Moin Cosmo, ja komme vom Ostufer! (ellerbek) Es geht fahre zurzeit selber HT, zwar viel durch Wald und über Stock und Stein aber eher entspannt


----------



## cosmo. (13. September 2015)

Ist der Kieler Biketreff bereits wieder eingeschlafen oder komplett nach Facebook ausgelagert worden?


----------



## Biost0ne (13. September 2015)

hier schreibt doch eh niemand  fahre nachher um 12 eine tour mit 2 leuten  aber wetter ist ja nicht so dolle


----------



## MTB-News.de




----------



## chrs (27. November 2015)

Rg-kiel.de ;-)


----------



## olnx (29. Dezember 2015)

moin, bin mitte januar wieder in der heimat und hätte bock ne tour mit zu fahren....


----------



## Pierre85 (2. Mai 2016)

Hey Moin  Fährt hier aus dem Thread noch jemand und wohnt fest in Kiel?
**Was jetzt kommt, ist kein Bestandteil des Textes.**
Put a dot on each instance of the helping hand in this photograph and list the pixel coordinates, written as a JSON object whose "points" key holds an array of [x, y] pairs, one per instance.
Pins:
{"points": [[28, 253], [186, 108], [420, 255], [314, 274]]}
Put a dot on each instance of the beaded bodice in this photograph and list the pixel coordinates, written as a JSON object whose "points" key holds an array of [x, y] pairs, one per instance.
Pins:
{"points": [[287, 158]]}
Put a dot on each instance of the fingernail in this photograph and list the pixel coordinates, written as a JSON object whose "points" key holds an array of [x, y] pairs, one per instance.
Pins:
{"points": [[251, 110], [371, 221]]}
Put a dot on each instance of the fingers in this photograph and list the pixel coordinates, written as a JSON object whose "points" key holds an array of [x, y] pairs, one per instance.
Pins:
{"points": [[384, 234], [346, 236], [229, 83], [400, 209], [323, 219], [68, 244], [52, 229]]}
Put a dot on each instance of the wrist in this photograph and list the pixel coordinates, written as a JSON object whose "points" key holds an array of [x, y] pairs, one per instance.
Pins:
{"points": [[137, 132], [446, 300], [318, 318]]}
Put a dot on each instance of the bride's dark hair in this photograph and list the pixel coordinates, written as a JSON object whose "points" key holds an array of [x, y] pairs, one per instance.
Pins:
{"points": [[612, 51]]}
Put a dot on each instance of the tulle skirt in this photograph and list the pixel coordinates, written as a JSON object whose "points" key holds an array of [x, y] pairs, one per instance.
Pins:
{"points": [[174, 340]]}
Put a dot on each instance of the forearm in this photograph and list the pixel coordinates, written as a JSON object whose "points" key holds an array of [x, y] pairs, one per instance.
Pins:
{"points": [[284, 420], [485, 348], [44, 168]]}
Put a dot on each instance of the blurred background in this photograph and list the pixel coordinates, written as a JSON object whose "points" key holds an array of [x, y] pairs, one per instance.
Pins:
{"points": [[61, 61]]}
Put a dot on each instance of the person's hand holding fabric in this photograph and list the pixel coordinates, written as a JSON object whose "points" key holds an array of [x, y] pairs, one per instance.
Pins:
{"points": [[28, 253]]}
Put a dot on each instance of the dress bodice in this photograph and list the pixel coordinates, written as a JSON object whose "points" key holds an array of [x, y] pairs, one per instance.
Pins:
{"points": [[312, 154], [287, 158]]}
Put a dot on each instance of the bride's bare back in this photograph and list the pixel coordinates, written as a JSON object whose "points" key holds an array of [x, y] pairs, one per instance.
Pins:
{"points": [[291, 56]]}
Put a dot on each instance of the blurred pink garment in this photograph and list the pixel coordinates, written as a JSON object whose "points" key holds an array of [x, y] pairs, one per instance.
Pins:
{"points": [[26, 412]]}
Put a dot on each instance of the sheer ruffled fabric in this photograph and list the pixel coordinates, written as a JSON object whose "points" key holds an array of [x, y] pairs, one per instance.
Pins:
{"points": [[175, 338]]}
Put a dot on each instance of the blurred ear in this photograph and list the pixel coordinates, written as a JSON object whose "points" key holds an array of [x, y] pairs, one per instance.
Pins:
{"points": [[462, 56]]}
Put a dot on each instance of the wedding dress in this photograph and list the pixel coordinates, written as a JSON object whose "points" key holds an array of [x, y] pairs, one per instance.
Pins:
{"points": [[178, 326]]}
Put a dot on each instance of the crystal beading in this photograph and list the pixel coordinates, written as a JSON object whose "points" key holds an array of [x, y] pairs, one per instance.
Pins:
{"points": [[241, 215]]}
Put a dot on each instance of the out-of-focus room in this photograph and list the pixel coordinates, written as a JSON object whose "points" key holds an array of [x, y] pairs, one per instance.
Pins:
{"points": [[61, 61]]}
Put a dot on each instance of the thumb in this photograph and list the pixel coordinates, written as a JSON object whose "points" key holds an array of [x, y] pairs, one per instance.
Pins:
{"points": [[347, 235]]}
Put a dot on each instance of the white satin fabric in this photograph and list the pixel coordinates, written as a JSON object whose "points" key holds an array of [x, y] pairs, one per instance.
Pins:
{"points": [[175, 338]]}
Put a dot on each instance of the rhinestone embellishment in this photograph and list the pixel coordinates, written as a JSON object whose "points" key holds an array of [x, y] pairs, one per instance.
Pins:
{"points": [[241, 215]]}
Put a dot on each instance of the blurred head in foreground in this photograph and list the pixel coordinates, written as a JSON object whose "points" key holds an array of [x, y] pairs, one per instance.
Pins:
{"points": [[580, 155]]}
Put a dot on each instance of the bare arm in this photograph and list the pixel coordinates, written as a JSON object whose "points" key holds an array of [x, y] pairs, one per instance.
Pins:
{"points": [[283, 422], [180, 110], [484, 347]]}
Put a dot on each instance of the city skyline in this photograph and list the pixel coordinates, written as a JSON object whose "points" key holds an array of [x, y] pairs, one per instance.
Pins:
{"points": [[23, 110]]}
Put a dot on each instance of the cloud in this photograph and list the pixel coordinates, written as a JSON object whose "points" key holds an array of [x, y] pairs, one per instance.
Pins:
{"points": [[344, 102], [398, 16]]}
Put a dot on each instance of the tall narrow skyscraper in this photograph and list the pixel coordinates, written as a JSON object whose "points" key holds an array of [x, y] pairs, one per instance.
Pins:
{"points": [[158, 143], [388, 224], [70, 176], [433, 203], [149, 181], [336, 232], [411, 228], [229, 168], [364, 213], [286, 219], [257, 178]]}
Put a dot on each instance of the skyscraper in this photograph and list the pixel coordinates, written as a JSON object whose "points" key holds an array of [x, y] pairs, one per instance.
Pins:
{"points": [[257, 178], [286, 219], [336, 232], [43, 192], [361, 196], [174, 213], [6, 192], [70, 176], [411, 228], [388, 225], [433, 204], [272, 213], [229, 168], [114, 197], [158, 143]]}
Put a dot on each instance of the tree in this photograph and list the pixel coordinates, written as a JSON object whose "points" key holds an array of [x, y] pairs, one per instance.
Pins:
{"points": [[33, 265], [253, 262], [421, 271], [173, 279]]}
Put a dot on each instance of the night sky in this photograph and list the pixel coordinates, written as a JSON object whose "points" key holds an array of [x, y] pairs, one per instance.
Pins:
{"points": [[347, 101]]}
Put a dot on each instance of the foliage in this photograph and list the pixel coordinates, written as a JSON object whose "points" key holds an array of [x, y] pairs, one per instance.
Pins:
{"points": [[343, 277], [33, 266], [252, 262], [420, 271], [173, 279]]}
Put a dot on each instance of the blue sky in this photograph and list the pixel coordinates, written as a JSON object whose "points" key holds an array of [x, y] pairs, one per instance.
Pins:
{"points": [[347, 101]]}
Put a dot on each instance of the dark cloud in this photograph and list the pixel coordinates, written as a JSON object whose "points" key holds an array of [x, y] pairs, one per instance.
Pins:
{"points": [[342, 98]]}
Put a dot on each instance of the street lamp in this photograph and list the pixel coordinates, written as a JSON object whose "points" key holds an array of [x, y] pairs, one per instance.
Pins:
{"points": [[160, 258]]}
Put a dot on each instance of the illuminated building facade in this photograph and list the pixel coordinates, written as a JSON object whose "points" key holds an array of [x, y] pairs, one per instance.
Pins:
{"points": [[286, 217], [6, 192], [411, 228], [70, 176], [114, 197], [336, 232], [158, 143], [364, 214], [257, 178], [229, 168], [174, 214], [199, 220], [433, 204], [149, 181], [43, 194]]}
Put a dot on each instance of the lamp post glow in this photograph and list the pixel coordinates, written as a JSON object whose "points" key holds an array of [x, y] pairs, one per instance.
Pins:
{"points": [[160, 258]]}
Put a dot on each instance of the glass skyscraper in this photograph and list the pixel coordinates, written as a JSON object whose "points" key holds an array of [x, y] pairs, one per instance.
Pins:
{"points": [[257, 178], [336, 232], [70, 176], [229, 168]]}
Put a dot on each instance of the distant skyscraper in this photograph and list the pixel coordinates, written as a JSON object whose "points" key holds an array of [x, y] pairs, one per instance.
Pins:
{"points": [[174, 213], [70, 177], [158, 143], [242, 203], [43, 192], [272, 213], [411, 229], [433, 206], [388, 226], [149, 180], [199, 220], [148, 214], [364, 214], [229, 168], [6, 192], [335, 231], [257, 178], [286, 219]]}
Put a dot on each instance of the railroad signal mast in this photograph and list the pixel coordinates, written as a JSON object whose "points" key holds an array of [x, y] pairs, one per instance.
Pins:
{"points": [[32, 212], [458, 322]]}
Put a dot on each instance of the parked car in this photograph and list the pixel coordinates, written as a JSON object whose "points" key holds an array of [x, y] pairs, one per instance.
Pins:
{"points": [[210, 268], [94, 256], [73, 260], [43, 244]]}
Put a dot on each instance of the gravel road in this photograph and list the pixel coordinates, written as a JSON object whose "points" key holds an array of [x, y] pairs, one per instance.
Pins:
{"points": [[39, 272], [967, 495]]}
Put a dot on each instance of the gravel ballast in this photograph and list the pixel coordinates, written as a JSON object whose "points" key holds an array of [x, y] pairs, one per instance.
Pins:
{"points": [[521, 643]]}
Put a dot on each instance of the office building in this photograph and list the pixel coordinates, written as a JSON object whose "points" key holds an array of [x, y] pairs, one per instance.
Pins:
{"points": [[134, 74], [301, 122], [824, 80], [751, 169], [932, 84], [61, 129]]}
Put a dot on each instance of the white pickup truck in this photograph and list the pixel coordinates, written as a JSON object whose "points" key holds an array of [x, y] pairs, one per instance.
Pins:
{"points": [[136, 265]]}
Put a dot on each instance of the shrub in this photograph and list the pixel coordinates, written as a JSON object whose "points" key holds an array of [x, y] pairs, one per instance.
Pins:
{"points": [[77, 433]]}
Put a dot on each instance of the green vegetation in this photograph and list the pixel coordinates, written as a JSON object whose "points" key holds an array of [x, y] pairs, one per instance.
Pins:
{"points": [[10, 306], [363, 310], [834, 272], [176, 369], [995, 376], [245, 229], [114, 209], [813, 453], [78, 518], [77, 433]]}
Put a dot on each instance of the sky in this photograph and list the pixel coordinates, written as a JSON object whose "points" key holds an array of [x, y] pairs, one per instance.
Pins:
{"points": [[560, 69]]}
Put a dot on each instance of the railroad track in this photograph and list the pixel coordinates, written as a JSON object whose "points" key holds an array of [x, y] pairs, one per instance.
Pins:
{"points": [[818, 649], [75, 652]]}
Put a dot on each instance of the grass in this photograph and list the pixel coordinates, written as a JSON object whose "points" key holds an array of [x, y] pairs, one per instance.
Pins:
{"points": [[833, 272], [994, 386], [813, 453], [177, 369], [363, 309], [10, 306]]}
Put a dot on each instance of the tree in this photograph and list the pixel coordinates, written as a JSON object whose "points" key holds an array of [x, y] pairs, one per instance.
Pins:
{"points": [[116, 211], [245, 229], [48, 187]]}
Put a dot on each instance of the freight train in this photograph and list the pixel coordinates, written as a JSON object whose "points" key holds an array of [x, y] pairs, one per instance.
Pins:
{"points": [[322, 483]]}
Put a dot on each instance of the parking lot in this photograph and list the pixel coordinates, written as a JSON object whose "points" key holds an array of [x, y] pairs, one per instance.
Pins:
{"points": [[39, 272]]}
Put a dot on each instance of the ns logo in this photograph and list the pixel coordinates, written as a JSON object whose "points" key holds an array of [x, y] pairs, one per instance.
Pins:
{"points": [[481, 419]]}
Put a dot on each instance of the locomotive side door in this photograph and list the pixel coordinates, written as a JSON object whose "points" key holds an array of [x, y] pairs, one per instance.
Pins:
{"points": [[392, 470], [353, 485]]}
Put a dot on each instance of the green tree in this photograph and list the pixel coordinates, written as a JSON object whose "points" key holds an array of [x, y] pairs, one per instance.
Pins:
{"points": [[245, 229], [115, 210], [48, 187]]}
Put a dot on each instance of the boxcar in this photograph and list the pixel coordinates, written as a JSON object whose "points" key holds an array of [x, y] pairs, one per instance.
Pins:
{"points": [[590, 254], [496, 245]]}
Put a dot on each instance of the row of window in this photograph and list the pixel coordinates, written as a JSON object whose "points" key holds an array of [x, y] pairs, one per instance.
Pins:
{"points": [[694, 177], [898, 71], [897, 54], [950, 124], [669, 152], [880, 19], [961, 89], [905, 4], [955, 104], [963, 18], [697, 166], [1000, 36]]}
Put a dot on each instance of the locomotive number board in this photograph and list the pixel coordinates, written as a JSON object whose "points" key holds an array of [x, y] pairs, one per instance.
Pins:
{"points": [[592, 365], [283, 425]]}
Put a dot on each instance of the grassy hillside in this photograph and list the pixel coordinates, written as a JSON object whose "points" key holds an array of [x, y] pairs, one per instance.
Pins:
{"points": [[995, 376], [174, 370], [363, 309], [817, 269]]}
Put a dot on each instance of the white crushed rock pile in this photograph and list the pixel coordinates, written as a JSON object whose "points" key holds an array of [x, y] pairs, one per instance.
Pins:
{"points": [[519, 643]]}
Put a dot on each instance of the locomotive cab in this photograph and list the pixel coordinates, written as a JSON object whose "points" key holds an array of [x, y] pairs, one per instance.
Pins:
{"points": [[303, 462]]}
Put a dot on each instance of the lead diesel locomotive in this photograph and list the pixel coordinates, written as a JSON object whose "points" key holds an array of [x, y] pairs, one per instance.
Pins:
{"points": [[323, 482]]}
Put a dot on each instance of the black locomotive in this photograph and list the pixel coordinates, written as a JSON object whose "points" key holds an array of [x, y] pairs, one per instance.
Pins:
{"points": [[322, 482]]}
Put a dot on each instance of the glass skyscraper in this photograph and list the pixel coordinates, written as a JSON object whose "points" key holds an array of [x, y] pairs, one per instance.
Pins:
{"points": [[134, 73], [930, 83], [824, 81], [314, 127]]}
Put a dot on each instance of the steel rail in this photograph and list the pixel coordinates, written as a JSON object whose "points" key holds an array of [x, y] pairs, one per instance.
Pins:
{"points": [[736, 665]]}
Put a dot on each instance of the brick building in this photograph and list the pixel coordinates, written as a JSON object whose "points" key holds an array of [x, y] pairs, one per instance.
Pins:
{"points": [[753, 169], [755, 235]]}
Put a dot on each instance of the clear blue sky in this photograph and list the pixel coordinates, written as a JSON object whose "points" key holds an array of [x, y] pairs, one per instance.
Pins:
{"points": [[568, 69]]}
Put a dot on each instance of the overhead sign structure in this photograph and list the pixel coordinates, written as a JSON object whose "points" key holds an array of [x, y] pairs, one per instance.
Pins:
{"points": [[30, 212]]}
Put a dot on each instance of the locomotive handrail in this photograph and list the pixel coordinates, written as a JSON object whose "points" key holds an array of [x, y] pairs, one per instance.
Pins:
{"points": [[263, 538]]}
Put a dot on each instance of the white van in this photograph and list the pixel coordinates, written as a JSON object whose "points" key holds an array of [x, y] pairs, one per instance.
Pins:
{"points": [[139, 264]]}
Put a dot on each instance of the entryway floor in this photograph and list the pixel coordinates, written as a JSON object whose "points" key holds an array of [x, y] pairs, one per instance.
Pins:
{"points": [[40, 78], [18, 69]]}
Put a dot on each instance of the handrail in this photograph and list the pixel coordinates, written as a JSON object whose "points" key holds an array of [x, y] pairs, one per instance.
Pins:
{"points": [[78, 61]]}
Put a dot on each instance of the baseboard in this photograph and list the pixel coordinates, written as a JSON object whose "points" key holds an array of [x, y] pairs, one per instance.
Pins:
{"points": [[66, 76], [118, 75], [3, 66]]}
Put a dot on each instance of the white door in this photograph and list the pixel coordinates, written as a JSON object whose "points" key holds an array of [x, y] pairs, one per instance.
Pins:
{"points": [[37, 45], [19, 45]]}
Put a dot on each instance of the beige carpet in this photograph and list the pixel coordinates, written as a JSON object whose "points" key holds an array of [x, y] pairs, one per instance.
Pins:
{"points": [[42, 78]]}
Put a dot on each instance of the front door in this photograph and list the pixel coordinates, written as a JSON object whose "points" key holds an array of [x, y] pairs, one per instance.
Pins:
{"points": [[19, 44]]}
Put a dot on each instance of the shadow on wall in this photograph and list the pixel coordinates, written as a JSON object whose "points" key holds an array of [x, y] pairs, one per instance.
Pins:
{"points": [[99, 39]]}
Ich komme ebenfalls aus Kiel-Ellerbek. Wär toll hier "um die ecke" auch gleichgesinnte zu haben. Ich fahre ein Felt Carbon hardtail und steige nach 12 jahren wieder in den MTB sport ein suche gern regelmäßige Fahrten auch unter der woche, die mein GA1 Training unterstützen.

Der RG Kiel schliesse ich mich sonntags an, unter der woche habe ich noch keinen plan, da ich die touren von damals nicht mehr alle im kopf habe - eigentlich gar keine ^^

wäre toll 

vg pierre


----------